Charley and Hubert deserved Mr. Percy's commendation. They were now
sixteen and fifteen years old respectively, and were remarkably
strong, well-grown lads, looking at least a year older than they
really were. In a few minutes the luggage was packed in two bullock
carts, and they were on their way out to Mr. Percy's station, which
was about halfway to the camp of Mr. Hardy. The word camp in the
pampas means station or property; it is a corruption of the Spanish
word _campos_, literally plains or meadows.
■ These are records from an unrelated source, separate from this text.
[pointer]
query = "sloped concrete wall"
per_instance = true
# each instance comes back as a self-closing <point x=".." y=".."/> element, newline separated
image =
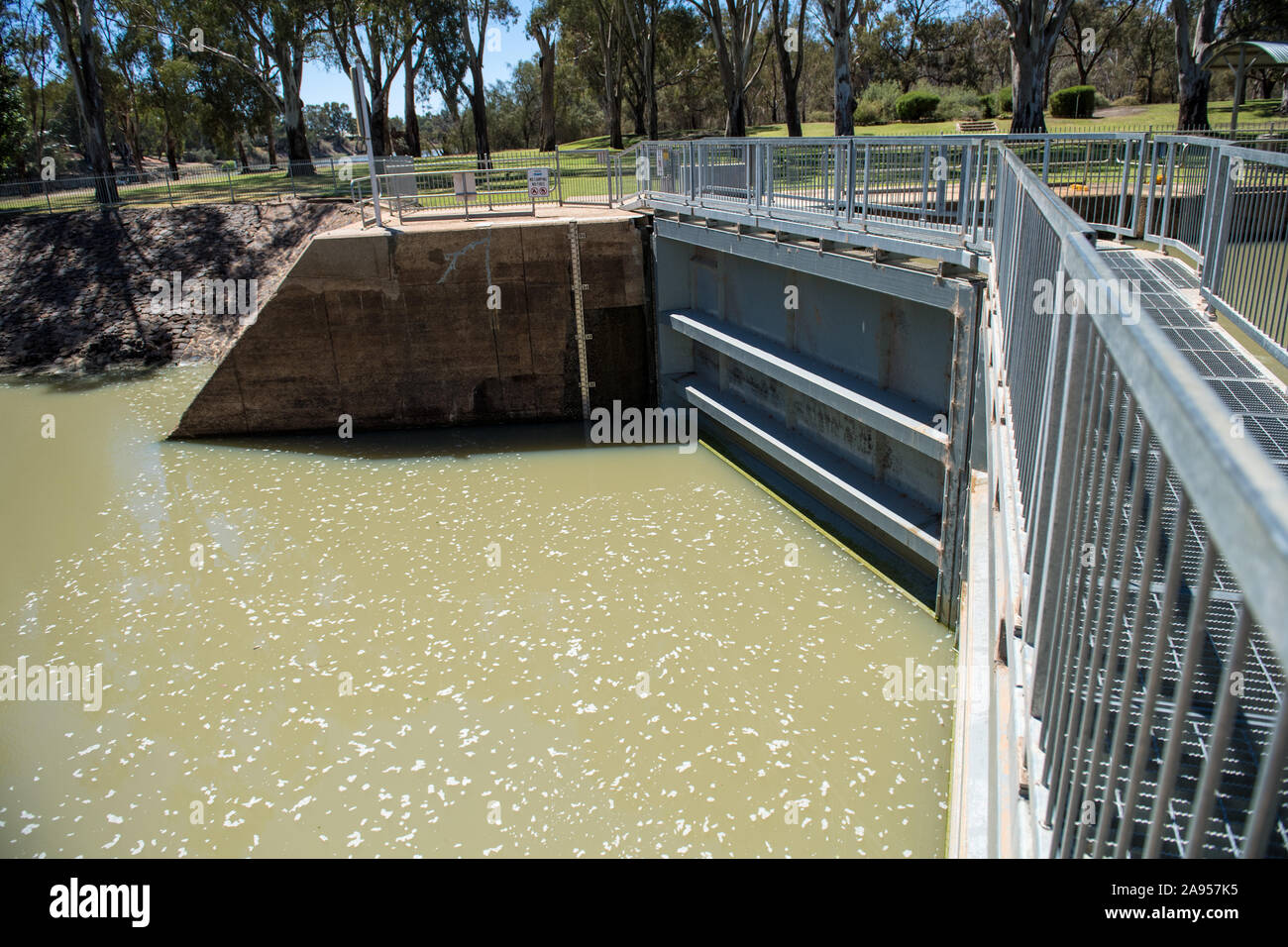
<point x="468" y="325"/>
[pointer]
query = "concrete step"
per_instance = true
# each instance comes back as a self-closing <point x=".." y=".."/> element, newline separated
<point x="905" y="521"/>
<point x="881" y="410"/>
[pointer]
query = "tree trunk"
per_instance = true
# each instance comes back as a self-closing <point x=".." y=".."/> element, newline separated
<point x="271" y="144"/>
<point x="838" y="16"/>
<point x="291" y="67"/>
<point x="735" y="116"/>
<point x="791" y="78"/>
<point x="1196" y="84"/>
<point x="842" y="88"/>
<point x="378" y="121"/>
<point x="171" y="150"/>
<point x="73" y="22"/>
<point x="1194" y="81"/>
<point x="546" y="60"/>
<point x="478" y="108"/>
<point x="1028" y="80"/>
<point x="410" y="116"/>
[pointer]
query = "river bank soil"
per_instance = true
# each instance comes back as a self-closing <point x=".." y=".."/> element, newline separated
<point x="77" y="287"/>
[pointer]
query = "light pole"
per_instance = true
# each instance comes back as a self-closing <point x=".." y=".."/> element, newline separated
<point x="360" y="103"/>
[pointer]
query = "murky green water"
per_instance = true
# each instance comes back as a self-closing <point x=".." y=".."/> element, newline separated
<point x="441" y="643"/>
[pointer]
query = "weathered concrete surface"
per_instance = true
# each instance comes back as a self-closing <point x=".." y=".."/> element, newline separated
<point x="77" y="287"/>
<point x="449" y="325"/>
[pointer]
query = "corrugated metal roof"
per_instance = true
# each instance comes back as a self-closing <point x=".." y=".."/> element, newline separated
<point x="1260" y="53"/>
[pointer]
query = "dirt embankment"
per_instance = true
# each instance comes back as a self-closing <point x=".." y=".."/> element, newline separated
<point x="76" y="290"/>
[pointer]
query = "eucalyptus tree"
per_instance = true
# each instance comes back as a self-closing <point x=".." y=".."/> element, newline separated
<point x="644" y="21"/>
<point x="544" y="29"/>
<point x="477" y="20"/>
<point x="34" y="55"/>
<point x="1090" y="30"/>
<point x="734" y="29"/>
<point x="838" y="20"/>
<point x="368" y="35"/>
<point x="77" y="27"/>
<point x="1035" y="27"/>
<point x="790" y="38"/>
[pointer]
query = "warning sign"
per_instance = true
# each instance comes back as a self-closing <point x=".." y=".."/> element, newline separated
<point x="539" y="182"/>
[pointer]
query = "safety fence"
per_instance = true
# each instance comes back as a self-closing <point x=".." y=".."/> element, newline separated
<point x="583" y="175"/>
<point x="1137" y="549"/>
<point x="1224" y="206"/>
<point x="1142" y="586"/>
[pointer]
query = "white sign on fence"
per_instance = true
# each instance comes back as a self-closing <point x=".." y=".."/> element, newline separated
<point x="539" y="182"/>
<point x="463" y="184"/>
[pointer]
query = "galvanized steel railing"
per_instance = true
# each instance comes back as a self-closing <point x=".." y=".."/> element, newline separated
<point x="1225" y="206"/>
<point x="1141" y="553"/>
<point x="1245" y="244"/>
<point x="1144" y="596"/>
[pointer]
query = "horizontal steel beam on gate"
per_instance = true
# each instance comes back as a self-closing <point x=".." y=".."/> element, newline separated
<point x="958" y="256"/>
<point x="876" y="505"/>
<point x="842" y="393"/>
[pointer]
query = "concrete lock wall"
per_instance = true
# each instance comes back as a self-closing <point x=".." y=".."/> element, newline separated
<point x="844" y="382"/>
<point x="468" y="324"/>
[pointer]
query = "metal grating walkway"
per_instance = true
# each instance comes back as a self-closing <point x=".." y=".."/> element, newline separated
<point x="1166" y="291"/>
<point x="1168" y="294"/>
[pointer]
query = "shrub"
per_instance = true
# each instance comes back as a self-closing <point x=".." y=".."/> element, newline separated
<point x="915" y="106"/>
<point x="868" y="114"/>
<point x="1003" y="101"/>
<point x="957" y="102"/>
<point x="1074" y="102"/>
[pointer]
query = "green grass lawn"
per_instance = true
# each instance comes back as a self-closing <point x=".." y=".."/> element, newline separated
<point x="581" y="175"/>
<point x="1121" y="119"/>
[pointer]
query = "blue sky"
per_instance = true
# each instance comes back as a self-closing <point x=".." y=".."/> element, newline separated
<point x="321" y="84"/>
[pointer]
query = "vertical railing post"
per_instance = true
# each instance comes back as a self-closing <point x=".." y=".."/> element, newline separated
<point x="1122" y="188"/>
<point x="558" y="176"/>
<point x="849" y="180"/>
<point x="867" y="178"/>
<point x="1167" y="193"/>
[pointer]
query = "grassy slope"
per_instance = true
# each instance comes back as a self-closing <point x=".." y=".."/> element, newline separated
<point x="1125" y="119"/>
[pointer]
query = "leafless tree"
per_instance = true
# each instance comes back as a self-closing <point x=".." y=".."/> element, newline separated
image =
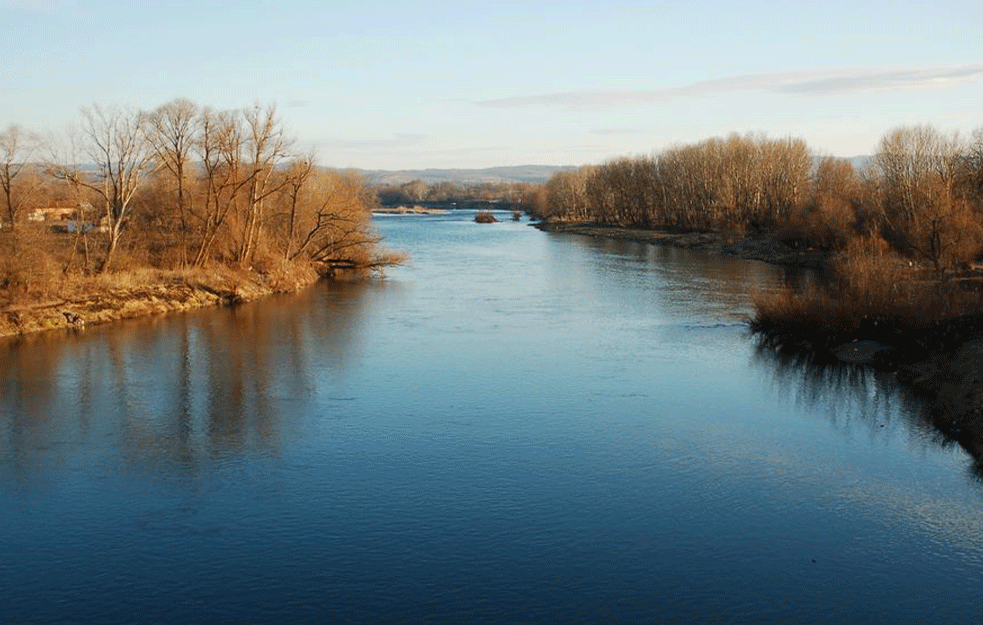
<point x="17" y="148"/>
<point x="173" y="130"/>
<point x="115" y="143"/>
Here they found that Mr. Percy had most satisfactorily performed
the commission with which Mr. Hardy had entrusted him. He had
bought a couple of the rough country bullock carts, three pair of
oxen accustomed to the yoke, half a dozen riding horses, two milch
cows, and a score of sheep and cattle to supply the larder. He had
hired four men--a stock-keeper named Lopez, who was called the
capitaz or head man, a tall, swarthy fellow, whose father was a
Spaniard, and his mother a native woman; two laborers, the one a
German, called Hans, who had been some time in the colony, the
other an Irishman, Terence Kelly, whose face the boys remembered at
once, as having come out in the same ship with themselves. The last
man was an American, one of those wandering fellows who are never
contented to remain anywhere, but are always pushing on, as if they
thought that the further they went the better they should fare. He
was engaged as carpenter and useful man, and there were few things
to which he could not turn his hand. Mr. Hardy was pleased with
their appearance; they were all powerful men, accustomed to work.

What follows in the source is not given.